Our Providential Hope: Advent Devotional, Day 10

I was unable to write a devotional today in the usual format, so please forgive this devotional “rerun” from last year’s Advent season.

God’s Providential Hope
Mark 1:1-8

Four Hundred Years

Four hundred long years had passed since Israel last heard from a prophet – from God himself. Four hundred years of silence. But now, there was one who spoke from the wilderness. His purpose? To declare the arrival of God’s promised one, the Messiah – the one who would rescue God’s people.

How warmly welcomed that good news must have been, especially since Israel was under Roman rule. To finally be delivered from that oppression must have been the best news. The prophet John’s calling was to prepare the way for this mighty Deliverer by announcing his arrival. It was Jesus himself, just a few verses later (Mark 1:15), who would declare that his new Kingdom was now at hand. But how would a person become a citizen of this Kingdom? By repenting and believing God’s good news. God’s gracious and providential hope was still available after such a long time had passed. God never forgot his promises.

And Yet

And yet the good news of God’s Kingdom was not welcomed as good news. God’s Deliverer was not embraced as such. We know from the life, ministry, and teaching of Jesus, that he and the Kingdom he ushered in were not what the people of his day had in mind. Jesus didn’t fit the expectations many had for the Messiah. He didn’t seem to say and do what the people had hoped he would say and do.

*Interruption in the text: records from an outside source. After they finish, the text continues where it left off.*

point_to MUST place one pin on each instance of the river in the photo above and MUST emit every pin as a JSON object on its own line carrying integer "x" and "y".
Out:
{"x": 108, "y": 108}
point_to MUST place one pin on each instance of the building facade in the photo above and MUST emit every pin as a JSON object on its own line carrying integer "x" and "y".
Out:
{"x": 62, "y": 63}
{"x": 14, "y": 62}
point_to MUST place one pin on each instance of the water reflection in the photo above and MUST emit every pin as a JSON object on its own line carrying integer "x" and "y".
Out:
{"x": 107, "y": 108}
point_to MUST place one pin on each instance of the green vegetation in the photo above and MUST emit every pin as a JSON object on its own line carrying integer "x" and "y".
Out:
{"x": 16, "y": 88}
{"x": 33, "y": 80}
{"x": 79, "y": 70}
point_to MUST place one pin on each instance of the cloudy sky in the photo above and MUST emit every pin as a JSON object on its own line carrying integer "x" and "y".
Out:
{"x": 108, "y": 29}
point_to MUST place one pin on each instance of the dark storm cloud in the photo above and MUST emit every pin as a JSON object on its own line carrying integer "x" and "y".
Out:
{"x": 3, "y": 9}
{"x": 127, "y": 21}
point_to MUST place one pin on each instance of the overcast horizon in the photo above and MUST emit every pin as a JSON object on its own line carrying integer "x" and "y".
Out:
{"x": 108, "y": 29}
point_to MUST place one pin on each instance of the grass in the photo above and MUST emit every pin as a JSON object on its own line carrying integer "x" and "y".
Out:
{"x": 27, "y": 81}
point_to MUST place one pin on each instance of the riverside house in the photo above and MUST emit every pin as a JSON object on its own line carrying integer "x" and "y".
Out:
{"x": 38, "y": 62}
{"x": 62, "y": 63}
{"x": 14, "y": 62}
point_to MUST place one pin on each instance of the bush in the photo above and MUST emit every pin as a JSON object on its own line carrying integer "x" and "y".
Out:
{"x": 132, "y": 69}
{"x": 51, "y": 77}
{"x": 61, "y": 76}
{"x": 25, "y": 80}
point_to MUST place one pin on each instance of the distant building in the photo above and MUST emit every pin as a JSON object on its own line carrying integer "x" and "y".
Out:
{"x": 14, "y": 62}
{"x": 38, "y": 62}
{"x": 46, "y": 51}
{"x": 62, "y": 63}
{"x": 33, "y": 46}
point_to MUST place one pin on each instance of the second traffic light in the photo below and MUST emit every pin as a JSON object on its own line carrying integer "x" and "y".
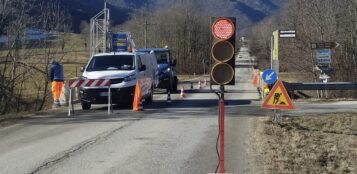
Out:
{"x": 223, "y": 50}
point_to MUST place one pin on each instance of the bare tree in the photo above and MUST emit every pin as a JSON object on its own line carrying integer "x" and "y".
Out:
{"x": 24, "y": 64}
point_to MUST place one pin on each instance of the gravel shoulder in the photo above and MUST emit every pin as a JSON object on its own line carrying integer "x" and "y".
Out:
{"x": 324, "y": 143}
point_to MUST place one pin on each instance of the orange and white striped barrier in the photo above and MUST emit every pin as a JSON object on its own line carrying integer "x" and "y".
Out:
{"x": 75, "y": 83}
{"x": 182, "y": 94}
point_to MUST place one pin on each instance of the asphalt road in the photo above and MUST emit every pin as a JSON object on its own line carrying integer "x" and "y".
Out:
{"x": 176, "y": 138}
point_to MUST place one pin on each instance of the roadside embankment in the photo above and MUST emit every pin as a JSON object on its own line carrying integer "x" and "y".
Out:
{"x": 310, "y": 144}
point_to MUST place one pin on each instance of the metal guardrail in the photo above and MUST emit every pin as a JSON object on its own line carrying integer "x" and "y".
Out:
{"x": 321, "y": 86}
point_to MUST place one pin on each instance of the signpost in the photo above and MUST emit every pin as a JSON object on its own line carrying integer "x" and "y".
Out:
{"x": 269, "y": 76}
{"x": 324, "y": 45}
{"x": 278, "y": 99}
{"x": 323, "y": 56}
{"x": 275, "y": 46}
{"x": 287, "y": 33}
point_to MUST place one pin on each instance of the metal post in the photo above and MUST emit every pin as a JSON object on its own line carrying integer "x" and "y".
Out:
{"x": 109, "y": 100}
{"x": 271, "y": 51}
{"x": 105, "y": 28}
{"x": 221, "y": 131}
{"x": 70, "y": 102}
{"x": 145, "y": 33}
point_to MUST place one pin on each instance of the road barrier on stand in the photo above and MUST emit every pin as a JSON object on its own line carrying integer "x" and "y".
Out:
{"x": 75, "y": 83}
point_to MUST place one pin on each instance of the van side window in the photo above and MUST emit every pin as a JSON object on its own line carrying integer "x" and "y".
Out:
{"x": 139, "y": 63}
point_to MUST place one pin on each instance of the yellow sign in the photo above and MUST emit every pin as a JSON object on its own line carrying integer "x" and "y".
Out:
{"x": 278, "y": 98}
{"x": 276, "y": 45}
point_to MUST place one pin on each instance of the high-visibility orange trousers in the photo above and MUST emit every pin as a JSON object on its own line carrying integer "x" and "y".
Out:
{"x": 56, "y": 89}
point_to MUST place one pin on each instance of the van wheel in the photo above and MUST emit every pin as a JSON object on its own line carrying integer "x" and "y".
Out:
{"x": 86, "y": 105}
{"x": 174, "y": 85}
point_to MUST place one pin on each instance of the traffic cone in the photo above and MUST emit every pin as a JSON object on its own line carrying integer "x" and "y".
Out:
{"x": 168, "y": 101}
{"x": 182, "y": 94}
{"x": 137, "y": 103}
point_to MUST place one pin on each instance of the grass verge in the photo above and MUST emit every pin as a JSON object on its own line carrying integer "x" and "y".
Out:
{"x": 310, "y": 144}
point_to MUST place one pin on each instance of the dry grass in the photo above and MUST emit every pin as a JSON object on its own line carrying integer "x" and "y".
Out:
{"x": 310, "y": 144}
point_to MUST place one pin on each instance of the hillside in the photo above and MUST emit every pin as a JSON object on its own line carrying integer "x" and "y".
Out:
{"x": 251, "y": 11}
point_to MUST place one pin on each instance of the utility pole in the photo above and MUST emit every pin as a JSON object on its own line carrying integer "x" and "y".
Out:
{"x": 146, "y": 32}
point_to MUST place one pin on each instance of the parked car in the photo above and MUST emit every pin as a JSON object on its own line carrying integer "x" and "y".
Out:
{"x": 123, "y": 69}
{"x": 167, "y": 75}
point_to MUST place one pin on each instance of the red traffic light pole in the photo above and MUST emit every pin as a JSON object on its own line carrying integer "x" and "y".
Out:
{"x": 222, "y": 71}
{"x": 221, "y": 130}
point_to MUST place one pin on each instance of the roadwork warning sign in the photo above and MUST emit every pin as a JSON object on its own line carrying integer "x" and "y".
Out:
{"x": 278, "y": 98}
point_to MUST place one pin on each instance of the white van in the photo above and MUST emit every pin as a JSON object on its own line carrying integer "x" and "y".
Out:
{"x": 123, "y": 69}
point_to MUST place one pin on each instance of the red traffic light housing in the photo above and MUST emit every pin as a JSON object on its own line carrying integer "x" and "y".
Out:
{"x": 223, "y": 51}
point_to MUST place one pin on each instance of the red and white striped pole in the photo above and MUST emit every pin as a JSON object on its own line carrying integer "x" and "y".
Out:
{"x": 221, "y": 135}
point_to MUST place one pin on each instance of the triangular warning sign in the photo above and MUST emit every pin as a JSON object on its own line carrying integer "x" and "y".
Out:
{"x": 278, "y": 98}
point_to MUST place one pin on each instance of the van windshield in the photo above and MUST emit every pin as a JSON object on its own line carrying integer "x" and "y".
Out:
{"x": 113, "y": 62}
{"x": 162, "y": 57}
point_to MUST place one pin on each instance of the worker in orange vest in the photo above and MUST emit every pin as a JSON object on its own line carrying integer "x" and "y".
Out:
{"x": 57, "y": 81}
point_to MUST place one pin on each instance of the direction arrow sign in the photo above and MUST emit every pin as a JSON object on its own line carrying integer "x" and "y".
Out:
{"x": 323, "y": 56}
{"x": 269, "y": 76}
{"x": 324, "y": 45}
{"x": 278, "y": 98}
{"x": 287, "y": 33}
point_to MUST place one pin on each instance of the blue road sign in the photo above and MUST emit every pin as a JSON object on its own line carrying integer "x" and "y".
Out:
{"x": 269, "y": 76}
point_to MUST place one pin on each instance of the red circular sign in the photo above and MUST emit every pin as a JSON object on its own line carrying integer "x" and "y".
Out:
{"x": 223, "y": 28}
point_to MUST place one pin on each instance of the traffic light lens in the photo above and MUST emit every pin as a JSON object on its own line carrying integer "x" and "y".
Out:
{"x": 222, "y": 73}
{"x": 223, "y": 29}
{"x": 222, "y": 51}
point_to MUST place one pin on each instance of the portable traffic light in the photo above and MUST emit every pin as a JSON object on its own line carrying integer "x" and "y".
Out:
{"x": 223, "y": 50}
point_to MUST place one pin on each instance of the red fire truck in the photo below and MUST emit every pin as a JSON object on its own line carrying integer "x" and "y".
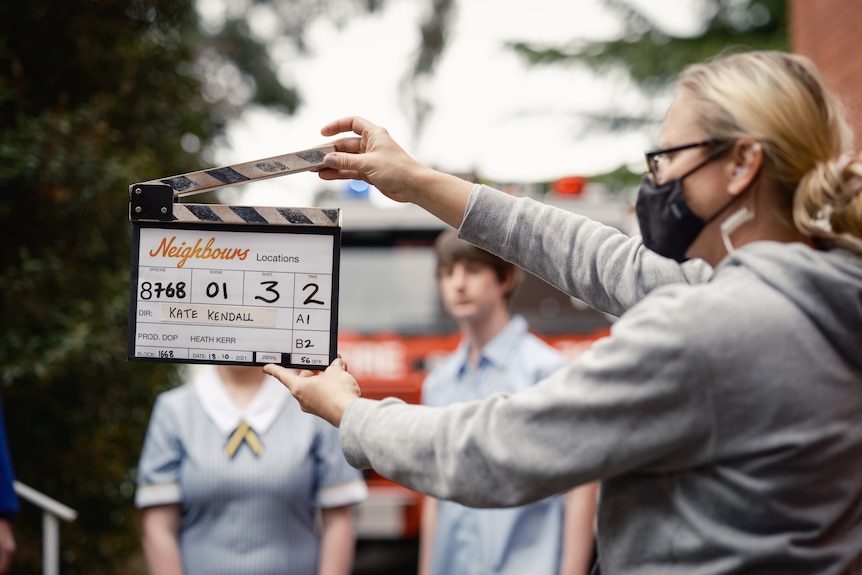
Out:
{"x": 392, "y": 327}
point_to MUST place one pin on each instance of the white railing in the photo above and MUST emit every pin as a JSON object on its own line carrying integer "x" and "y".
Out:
{"x": 51, "y": 511}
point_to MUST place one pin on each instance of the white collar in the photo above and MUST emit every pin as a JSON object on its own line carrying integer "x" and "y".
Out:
{"x": 267, "y": 403}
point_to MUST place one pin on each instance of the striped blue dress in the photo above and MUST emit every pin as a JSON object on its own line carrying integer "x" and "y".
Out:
{"x": 247, "y": 514}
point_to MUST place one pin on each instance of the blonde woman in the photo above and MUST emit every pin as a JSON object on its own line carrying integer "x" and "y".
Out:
{"x": 723, "y": 413}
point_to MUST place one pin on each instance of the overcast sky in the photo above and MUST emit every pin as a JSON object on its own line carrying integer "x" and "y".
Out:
{"x": 492, "y": 114}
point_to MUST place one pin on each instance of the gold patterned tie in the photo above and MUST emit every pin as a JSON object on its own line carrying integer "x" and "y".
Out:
{"x": 243, "y": 433}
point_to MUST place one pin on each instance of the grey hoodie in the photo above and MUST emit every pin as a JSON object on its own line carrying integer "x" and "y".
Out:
{"x": 723, "y": 414}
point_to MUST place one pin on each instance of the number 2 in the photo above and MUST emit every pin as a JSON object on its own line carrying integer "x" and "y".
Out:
{"x": 314, "y": 289}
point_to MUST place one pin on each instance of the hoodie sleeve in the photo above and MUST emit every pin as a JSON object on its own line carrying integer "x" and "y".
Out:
{"x": 583, "y": 258}
{"x": 638, "y": 399}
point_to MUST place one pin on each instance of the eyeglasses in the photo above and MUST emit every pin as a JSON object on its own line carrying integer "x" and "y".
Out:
{"x": 656, "y": 156}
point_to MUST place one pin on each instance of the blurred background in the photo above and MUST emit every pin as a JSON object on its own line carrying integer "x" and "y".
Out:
{"x": 98, "y": 94}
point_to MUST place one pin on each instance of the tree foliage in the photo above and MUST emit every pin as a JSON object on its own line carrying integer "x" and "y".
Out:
{"x": 96, "y": 95}
{"x": 652, "y": 57}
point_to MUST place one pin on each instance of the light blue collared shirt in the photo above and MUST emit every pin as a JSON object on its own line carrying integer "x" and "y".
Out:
{"x": 526, "y": 539}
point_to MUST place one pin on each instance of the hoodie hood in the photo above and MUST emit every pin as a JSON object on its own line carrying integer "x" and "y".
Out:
{"x": 826, "y": 285}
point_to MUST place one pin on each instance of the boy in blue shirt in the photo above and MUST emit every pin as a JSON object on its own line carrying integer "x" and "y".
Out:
{"x": 497, "y": 353}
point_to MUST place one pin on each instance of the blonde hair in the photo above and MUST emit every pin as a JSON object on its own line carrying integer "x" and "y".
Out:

Still, he was God’s providential hope for his people. Their only hope. Israel needed to be rescued from something far greater than Rome. The Son of God, Jesus Christ, was willing and able to save his people once-and-for-all.  But not many of his people were willing to be saved on his terms. Their hopes and dreams took the shape of temporal desire – to understandably be out from under the thumb of Roman rule. They allowed the good to become the enemy of the best.

What are your expectations of Jesus? Are your hopes temporal only? Or, are your hopes filtered through an eternal perspective?

In-Between Living

Advent is the liturgical time of year in which we more fully and formally remember that we live between the two appearances of our Lord, Jesus Christ. His first arrival, which we celebrate during the seasons of Advent and Christmas, ushered in God’s Kingdom – his rule and reign in our lives. Our focus during this time of year helps us better reflect upon who Jesus is and why he came. It also gives us space to think about how we ought to live in light of his return.

Just as we are called to live responsively to his first advent, we must also live expectantly toward his second. That is the time, as C.S. Lewis put it, “when the author walks on to the stage [and] the play is over.” Lewis adds,

“That will not be the time for choosing: it will be the time when we discover which side we really have chosen, whether we realized it before or not.”

Are you prepared for the coming of Jesus? How can you better prepare for that Day? Looking at and learning from his first advent informs how we are called and commanded to live in preparation for his second one. More than that, it is only as we repent of our sin and believe his gospel – the good news of his Kingdom – that we can enter the fullness of life he offers.

Walking Points

  • How do you understand the idea of living between the two advents of Jesus?
  • Does knowing Christ will return on “that day” make a difference in how you live your life today?
  • How are you bearing witness to the world that Christ has visited us once and one day will return in glory when there will be no mistaking his arrival?